Das war Heermann Claudius gewesen, wie er sich in das Kajütenbuch eingetragen, Heermann mit zwei ‚e‘. Bisher hatte ihm Eva keine Beachtung geschenkt. Wohl war ihr der junge Mann mit den interessanten Zügen, der mit niemand verkehrte, schon aufgefallen, aber einen Grund, sich ihm zu nähern, fand sie nicht. – Was, dieser stille, bescheidene Mann war ein Fürsprecher der brutalen Gewalt? Jetzt musste sie ihn kennenlernen, solche Studien liebte sie.
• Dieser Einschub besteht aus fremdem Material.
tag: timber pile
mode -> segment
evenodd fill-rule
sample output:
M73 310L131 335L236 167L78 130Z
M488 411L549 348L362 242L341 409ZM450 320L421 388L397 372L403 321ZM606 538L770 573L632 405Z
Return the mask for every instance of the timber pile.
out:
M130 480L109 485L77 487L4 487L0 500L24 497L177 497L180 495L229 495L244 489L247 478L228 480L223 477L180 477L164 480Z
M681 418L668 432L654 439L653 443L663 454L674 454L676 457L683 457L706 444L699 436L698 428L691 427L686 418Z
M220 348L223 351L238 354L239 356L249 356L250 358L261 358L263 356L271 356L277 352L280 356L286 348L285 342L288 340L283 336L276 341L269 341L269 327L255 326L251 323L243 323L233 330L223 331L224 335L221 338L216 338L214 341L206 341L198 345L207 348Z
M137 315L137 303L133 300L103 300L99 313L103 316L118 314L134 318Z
„Es war wohl nicht Ihr Ernst, dass Sie vorhin so sprachen.“
„Ja und nein. Man schnitt mir ja gleich das Wort ab, das ist für solche Geister, die sich einen Trinkspruch erst im Konzept ausarbeiten, das Allerbequemste. Ich ärgere mich, überhaupt davon angefangen zu haben, bei denen ist doch jede Silbe verloren. Darf ich zu Ihnen mehr davon sprechen? Sehen Sie dort den dicken Holländer, der sich am meisten gegen die Brutalität der Matrosen ereiferte, der mich am meisten verdammte. – Der, versichere ich Ihnen, ist schon im Stande, sein ganzes malaiisches Küchenpersonal zu massakrieren, wenn...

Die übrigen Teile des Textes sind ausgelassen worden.